Dimanche, au moment de sa mort, toutefois, Oussama ben Laden ne
représentait plus vraiment grand-chose. C'était un vieil homme malade qui,
de toute évidence, était assigné à résidence sous la protection des services
pakistanais du renseignement militaire. L’importance stratégique de sa
disparition est généralement reconnue comme étant nulle.
Il était incontestablement un personnage profondément réactionnaire et
dont la perspective était imprégnée d’anticommunisme et de fanatisme
religieux. C’est cette idéologie qui a fait de ben Laden un agent précieux
pour l’agence de renseignement américaine CIA dans la guerre catastrophique
que Washington a engagée contre le gouvernement afghan soutenu par l’Union
soviétique au début de 1979.
En annonçant la mort de ben Laden, le président Barack Obama a affirmé
« justice est faite. » La secrétaire d’Etat Hillary Clinton a aussi déclaré
« justice a été rendue ».
Son exécution par le Navy Seal Team [l’élite de l’élite de l’armée
américaine] n’a rien à voir avec une question de justice. Il avait été
décidé par avance qu’il devait être tué dans des circonstances où il aurait
pu être capturé et traduit devant un tribunal pour des faits liés aux
attentats terroristes du 11 septembre 2001.

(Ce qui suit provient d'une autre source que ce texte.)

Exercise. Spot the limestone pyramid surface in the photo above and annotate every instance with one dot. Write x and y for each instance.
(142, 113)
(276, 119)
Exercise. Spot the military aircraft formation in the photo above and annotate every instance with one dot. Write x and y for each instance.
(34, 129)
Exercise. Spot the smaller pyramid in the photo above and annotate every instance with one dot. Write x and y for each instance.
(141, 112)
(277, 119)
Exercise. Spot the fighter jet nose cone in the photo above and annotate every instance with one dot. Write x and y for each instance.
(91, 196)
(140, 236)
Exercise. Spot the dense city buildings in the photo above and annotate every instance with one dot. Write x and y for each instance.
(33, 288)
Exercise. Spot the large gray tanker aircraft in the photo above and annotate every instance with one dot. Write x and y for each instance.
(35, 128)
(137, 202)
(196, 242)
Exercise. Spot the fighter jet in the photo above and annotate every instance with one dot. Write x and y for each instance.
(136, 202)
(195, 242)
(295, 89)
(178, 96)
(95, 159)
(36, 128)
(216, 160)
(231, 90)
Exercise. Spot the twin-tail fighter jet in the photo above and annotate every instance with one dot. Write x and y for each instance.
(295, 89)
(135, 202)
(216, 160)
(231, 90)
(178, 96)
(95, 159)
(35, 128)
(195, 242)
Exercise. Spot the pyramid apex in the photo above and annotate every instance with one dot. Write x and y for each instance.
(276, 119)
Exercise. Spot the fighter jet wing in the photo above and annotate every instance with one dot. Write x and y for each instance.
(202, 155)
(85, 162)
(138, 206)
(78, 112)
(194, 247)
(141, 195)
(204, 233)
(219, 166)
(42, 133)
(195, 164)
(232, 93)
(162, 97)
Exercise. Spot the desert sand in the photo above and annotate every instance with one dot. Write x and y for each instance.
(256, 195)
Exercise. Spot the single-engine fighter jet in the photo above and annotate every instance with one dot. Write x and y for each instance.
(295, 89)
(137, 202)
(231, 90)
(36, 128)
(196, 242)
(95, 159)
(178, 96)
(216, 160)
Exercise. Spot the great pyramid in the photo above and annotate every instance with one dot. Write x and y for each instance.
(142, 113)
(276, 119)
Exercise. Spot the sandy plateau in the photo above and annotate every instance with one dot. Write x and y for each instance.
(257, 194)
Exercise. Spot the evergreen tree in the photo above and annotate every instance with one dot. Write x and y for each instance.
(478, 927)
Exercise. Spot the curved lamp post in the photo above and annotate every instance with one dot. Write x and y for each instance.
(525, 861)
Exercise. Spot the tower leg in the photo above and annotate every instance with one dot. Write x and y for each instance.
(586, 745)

Derrière cette décision se cachait la détermination d’empêcher que la
longue histoire des relations de ben Laden avec les agences du gouvernement
américain soit rendue publique. Cette relation a commencé avec l’armement et
le financement par la CIA de ce qu'on appelle les mujahidin – une guérilla
islamiste combattant les troupes soviétiques en Afghanistan – et que le
président Ronald Reagan avait qualifiés d’« équivalent moral de nos pères
fondateurs [des Etats-Unis]. »
Oussama, fils d’un riche homme d’affaires d’Arabie saoudite, a joué un
rôle clé dans le recrutement et l’entraînement des volontaires arabes pour
les mujahidin soutenus par la CIA et qui finalement ont donné naissance aux
Taliban. Al Qaïda, en arabe « la base » a été établi durant cette période
avec l’aide et les armes de la CIA.
Cette collaboration n’a pas cessé après le retrait soviétique
d’Afghanistan ou avec l’effondrement de l’Union soviétique et la fin de la
guerre froide. Ben Laden et Al Qaïda ont une fois de plus servi d’atouts au
renseignement militaire américain dans les guerres qui ont déchiré la
Yougoslavie, d’abord en Bosnie puis, à la fin des années 1990, au Kosovo.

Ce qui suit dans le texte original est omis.